出勤を早くして退庁後の時間を満喫する、という働き方「ゆう活」が国家公務員を対象に始まった。しかし膨大な仕事量を抱える職員たちは、すんなり定時に帰れる訳もなく、政府が呼びかける「生活を豊かに」という思惑通りに進んでいない。
本来であれば17時過ぎには多くの職員が退庁しているはずなのだが、夜になっても霞が関の各庁舎は煌々と明かりが灯っているようだ。
首相は「ゆう活」で美術館訪問
ゆう活は「夕方」の時間を使って、家族と過ごしたり、遊びに行ったりして「生活を豊かにしていく」という考え方からネーミングされた。2015年7月1日から国家公務員の間で率先する形で実施されている。海外のサマータイムにならい、7、8月の2か月間導入する。
この間、通常より1~2時間早い7時30分や8時30分から勤務を始め、終業時刻を16時15分から17時15分にすることが基本となる。内閣人事局によると、霞が関の本庁勤務の職員のほか、地方の出先機関で働く職員を含む、約22万人がゆう活の時間帯に合わせて仕事をする。
安倍晋三首相自身も1日、率先してゆう活を取り入れた。夕方には仕事を終え、都内の美術館を訪問。取材陣には「人生が豊かになった気がする。みなさんにもゆう活を生かして人生を楽しんでもらいたい。
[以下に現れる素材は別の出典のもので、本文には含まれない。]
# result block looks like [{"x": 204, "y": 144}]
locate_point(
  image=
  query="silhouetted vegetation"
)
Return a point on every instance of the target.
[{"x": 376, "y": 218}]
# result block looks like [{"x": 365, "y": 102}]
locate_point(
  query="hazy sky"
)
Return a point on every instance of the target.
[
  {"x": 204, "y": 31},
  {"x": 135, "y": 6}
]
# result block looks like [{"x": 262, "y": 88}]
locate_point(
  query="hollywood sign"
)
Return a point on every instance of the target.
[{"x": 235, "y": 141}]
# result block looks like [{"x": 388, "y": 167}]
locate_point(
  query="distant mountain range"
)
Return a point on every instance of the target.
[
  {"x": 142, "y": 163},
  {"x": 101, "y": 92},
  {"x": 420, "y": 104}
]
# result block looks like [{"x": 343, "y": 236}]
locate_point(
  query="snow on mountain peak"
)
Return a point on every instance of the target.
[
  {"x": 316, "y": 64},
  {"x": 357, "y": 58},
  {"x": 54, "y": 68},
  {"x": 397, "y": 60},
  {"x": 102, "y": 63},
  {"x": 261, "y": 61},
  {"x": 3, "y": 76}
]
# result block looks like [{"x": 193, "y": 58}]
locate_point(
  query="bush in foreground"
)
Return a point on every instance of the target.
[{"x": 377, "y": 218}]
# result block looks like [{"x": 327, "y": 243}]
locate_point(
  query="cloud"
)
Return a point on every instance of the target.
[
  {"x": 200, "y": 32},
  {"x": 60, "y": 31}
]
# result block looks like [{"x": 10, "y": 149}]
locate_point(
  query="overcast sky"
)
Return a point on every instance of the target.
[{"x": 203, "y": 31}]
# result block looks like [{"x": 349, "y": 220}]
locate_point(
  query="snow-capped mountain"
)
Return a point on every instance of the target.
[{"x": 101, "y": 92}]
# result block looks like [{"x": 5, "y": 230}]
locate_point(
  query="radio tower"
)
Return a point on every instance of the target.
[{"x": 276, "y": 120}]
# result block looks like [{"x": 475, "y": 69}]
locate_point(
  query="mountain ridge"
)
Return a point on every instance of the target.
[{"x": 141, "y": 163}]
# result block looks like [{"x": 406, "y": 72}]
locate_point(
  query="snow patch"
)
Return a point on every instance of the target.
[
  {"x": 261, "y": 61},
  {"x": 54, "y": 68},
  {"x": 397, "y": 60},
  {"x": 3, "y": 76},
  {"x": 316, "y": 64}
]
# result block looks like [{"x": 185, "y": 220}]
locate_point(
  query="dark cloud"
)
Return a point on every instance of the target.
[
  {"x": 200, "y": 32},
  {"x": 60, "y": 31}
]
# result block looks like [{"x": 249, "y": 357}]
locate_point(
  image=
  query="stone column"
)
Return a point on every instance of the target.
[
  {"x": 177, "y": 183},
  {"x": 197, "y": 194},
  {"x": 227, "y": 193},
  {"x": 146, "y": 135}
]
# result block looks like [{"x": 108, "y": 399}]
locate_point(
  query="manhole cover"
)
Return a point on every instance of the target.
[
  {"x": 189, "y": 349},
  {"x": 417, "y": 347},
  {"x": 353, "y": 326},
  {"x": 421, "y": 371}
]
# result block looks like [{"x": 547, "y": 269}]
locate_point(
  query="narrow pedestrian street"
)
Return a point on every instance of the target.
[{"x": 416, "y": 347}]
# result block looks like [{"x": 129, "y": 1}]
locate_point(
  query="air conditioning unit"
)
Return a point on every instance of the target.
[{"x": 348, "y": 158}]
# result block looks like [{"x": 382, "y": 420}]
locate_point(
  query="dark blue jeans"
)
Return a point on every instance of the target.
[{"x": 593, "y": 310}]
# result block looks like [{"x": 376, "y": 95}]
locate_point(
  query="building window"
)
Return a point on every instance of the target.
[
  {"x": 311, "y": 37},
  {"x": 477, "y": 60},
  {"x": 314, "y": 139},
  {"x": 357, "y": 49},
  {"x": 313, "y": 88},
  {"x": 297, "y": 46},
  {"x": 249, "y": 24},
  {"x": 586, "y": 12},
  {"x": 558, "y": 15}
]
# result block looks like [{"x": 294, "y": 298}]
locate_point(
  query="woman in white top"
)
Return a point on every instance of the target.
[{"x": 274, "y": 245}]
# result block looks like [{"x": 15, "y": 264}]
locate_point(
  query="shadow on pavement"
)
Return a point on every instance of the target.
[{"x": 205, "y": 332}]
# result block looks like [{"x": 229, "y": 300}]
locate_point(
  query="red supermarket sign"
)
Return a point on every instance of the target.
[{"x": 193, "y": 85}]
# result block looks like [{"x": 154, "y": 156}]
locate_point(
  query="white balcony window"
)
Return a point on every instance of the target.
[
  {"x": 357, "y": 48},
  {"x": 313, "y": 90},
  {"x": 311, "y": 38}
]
長時間労働を変えていきたい」と話した。
とはいえ、膨大な事務作業に追われる国家公務員たちは、想定通りに夕方からの時間を楽しむことは難しいようだ。
ツイッターを見ると
「0730出勤したが、結局今日は1615に退庁できなかった・・・」
など、職員によると思われる書き込みがある。21時ごろになっても霞が関合同庁舎の明かりが煌々としていた、という報告もあった。